Uma linha para explorares, recomendação do meu amigo Epicteto ( Encheiridion, LIV): os prazeres mais repetidos são os que  raramente nos proporcionam a maior satisfação.

segunda-feira, 18 de maio de 2015

Manual de sobrevivência ( 34)

É muito mau  antecipar o prazer? Quero dizer, em ficarmos alegres antes da coisas acontecerem?

Nenhuma disposição nossa afecta o curso dos acontecimentos nos quais não participamos, mas que nos podem beneficiar. Se fores entregar o euromilhões convencido de que vais ganhar, isso não interfere no sorteio.
Calculo, no entanto, que te referes ao perigo da desilusão.  Se o remédio fosse esperar o pior, os casamentos no altar seriam muito divertidos. Já em alguns funerais valeria  a pena filmar a cara das pessoas quando o morto ressuscitasse.

sábado, 16 de maio de 2015

Manual de sobrevivência ( 33)

Como posso ter a certeza de que é que com ela que quero ficar/ Por que razão me abandonou ele de repente?

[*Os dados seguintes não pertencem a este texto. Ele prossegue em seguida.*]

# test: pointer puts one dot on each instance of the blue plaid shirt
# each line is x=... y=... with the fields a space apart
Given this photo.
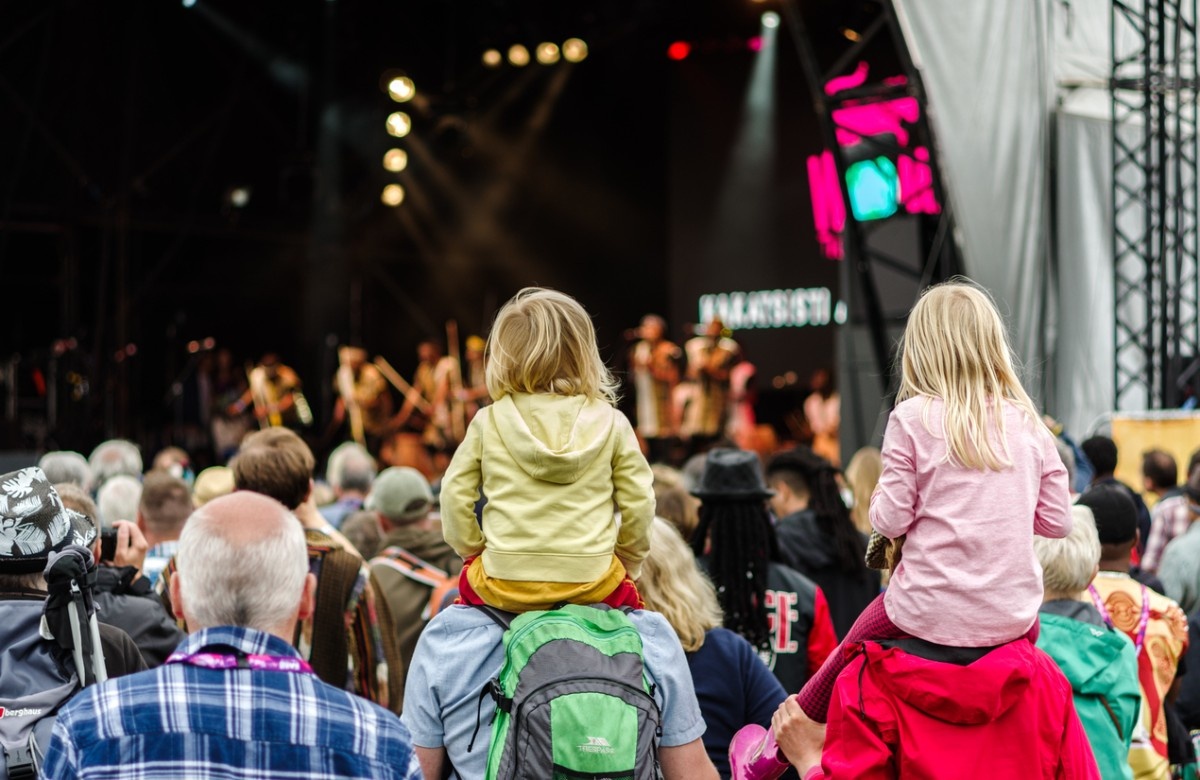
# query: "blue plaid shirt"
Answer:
x=186 y=721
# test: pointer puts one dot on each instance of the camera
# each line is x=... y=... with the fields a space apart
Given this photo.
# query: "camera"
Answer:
x=108 y=545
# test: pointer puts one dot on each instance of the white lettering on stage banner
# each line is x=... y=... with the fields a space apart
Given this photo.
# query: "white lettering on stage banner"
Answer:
x=801 y=307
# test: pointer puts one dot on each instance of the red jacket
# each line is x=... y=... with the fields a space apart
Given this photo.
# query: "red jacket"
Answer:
x=1008 y=714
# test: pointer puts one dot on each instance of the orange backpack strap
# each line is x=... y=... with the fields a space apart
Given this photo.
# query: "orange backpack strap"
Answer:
x=418 y=570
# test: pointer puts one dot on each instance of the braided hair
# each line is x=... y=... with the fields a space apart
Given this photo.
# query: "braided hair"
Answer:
x=743 y=546
x=825 y=501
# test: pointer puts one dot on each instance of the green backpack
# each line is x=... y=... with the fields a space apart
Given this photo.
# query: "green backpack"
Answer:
x=573 y=700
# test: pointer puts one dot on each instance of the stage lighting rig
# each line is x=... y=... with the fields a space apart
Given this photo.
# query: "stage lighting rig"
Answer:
x=575 y=51
x=395 y=160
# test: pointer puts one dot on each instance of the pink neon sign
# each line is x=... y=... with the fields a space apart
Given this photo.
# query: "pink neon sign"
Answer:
x=853 y=123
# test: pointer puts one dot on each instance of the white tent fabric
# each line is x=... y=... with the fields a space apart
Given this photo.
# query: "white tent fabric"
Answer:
x=996 y=73
x=1083 y=359
x=990 y=87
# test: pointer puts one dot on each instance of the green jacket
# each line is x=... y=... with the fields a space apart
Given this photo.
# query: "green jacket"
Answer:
x=1102 y=667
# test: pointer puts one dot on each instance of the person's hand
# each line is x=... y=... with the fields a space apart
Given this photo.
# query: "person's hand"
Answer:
x=131 y=546
x=798 y=737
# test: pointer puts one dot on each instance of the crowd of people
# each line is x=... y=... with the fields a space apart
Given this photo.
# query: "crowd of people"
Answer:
x=978 y=597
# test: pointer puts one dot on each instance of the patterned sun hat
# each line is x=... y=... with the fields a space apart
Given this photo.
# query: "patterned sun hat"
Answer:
x=34 y=522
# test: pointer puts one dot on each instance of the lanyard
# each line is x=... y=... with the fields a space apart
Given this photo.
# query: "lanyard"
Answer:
x=1140 y=640
x=244 y=660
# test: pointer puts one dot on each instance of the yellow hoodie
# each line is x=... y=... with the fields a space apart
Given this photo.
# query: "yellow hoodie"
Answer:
x=551 y=468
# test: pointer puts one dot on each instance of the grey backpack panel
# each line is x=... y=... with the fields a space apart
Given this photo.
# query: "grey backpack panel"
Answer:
x=33 y=687
x=561 y=669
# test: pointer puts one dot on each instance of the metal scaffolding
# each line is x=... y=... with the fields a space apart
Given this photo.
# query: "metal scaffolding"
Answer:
x=1156 y=281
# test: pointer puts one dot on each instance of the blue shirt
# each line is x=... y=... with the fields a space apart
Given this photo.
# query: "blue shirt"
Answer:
x=157 y=558
x=735 y=688
x=461 y=649
x=186 y=721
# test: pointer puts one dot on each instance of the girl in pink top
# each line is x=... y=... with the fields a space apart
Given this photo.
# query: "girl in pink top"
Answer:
x=970 y=475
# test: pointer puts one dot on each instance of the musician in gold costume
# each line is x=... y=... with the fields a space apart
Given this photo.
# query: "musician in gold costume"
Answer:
x=706 y=393
x=363 y=397
x=654 y=367
x=275 y=395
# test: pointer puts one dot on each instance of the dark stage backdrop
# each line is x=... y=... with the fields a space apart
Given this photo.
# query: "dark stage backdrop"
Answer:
x=742 y=237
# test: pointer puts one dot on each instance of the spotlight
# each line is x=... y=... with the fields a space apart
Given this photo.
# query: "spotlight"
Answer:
x=575 y=51
x=547 y=53
x=395 y=160
x=393 y=195
x=401 y=89
x=519 y=55
x=239 y=197
x=399 y=124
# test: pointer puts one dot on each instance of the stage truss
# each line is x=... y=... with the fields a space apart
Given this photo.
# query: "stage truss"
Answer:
x=1155 y=219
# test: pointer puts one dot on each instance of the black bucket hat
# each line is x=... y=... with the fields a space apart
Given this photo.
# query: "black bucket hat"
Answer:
x=732 y=475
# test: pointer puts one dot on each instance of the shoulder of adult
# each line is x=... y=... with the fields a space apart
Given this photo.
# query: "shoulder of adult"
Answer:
x=121 y=654
x=791 y=579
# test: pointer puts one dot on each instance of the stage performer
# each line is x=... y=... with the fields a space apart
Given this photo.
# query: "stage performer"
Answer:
x=363 y=397
x=822 y=409
x=474 y=387
x=706 y=394
x=275 y=395
x=431 y=391
x=654 y=364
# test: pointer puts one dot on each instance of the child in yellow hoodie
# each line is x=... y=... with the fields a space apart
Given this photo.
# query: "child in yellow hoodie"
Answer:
x=552 y=455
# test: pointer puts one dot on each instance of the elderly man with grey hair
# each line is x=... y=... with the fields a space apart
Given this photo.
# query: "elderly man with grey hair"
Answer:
x=66 y=467
x=1099 y=661
x=119 y=499
x=114 y=457
x=235 y=700
x=351 y=473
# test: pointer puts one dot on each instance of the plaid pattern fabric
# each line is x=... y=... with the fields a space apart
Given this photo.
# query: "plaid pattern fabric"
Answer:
x=186 y=721
x=1169 y=520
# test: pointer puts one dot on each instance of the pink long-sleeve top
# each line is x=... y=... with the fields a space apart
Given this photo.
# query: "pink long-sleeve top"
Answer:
x=969 y=576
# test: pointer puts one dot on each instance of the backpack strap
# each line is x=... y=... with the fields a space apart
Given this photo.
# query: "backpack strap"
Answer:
x=418 y=570
x=499 y=617
x=412 y=567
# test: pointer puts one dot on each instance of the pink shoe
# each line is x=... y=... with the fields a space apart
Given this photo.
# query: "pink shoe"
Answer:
x=754 y=755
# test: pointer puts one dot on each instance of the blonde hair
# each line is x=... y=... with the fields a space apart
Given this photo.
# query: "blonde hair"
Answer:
x=544 y=342
x=955 y=349
x=673 y=585
x=1068 y=564
x=862 y=475
x=673 y=503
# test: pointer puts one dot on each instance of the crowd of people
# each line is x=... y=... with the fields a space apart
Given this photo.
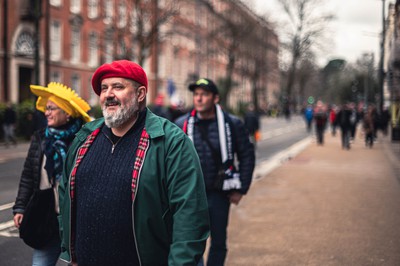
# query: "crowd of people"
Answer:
x=132 y=187
x=141 y=185
x=348 y=118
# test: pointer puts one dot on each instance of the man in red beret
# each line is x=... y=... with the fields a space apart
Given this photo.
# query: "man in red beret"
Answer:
x=132 y=191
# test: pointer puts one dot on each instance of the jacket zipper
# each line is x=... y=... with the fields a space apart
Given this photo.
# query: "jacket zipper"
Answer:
x=70 y=212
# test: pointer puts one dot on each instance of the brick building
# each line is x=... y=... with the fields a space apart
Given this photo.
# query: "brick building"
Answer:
x=76 y=36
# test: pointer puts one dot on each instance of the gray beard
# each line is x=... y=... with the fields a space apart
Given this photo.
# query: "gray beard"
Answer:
x=121 y=116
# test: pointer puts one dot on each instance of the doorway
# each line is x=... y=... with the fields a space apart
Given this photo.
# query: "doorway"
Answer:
x=25 y=79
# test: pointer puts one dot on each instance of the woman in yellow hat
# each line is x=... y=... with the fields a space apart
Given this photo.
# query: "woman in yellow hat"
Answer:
x=36 y=206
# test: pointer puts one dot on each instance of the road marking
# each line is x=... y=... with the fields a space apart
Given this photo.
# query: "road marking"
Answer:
x=265 y=167
x=6 y=206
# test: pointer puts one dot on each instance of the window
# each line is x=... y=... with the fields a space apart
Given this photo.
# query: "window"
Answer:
x=109 y=50
x=108 y=11
x=75 y=6
x=55 y=76
x=55 y=2
x=93 y=9
x=76 y=83
x=75 y=45
x=25 y=44
x=93 y=50
x=122 y=15
x=55 y=40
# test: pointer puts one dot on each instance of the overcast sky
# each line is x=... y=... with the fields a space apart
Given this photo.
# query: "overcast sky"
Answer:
x=355 y=31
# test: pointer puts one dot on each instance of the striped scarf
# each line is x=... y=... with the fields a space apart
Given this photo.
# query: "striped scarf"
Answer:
x=232 y=177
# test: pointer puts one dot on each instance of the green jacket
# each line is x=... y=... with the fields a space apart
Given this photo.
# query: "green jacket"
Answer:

Julgo que a  vida é literatura  no sentido em que tudo pode ser inventado sem servir para nada. Desse modo, as interrogações sobre as nossas certezas valem o que lhes queremos oferecer. Fiquem com um pedacinho  do  discurso  que Valery fez, em Julho de 1927, quando foi eleito para Academia francesa ( substituiu Anatole  France):

 Entre les amateurs d’une beauté qui n’offrait pas de résistance et les amants de celle qui exige d’être conquise, entre ceux qui tenaient la littérature pour un art d’agrément immédiat, et ceux qui poursuivaient sur toute chose une expression exquise et extrême de leur âme et du monde, obtenue à tout prix, il se creusa une sorte d’abîme


sexta-feira, 15 de maio de 2015

Manual de sobrevivência ( 32)

A depressão é diferente da tristeza, dizem vocês. Para mim é igual: o meu corpo não me obedece, não encontrei  o  amor, não espero nada. Vou vivendo.

Se o teu corpo te tivesse sempre obedecido, terias  nascido para este mundo cão?
Sobre o amor, dou-te Anna Langfus. Torturada pela Gestapo, assiste à execução do marido e  morre  de enfarte aos 46 anos. Dizia ela que não podemos usar  palavras humanas para descrever  uma realidade que não está à altura  dos homens.
Não percebes? O amor não é para ser encontrado, é para ser perdido.


quarta-feira, 13 de maio de 2015

Manual de sobrevivência ( 31)

É um problema, sinto-me angustiada.  Ele quer fazer na cama as fantasias todas, com, digamos, adereços,  e isso faz com que eu me aborreça, parece que estou num filme.

É bem verdade, uma infecção essa: a indústria chegou ao sexo. Os  escravos do taylorismo sexual desconhecem  o this kiss, the forerunner of the most delicious pleasure, como escreveu Casanova ( cap IX), depois de dar um, muito especial, à marquesa enquanto o cardeal dormia  a sesta. 
Ensina-o com paciência, mas com firmeza, já que ele só fez a telescola. Para reforçar  a aula, convida uma amiga e certifica-te de que ele assiste bem sentado  e com atenção.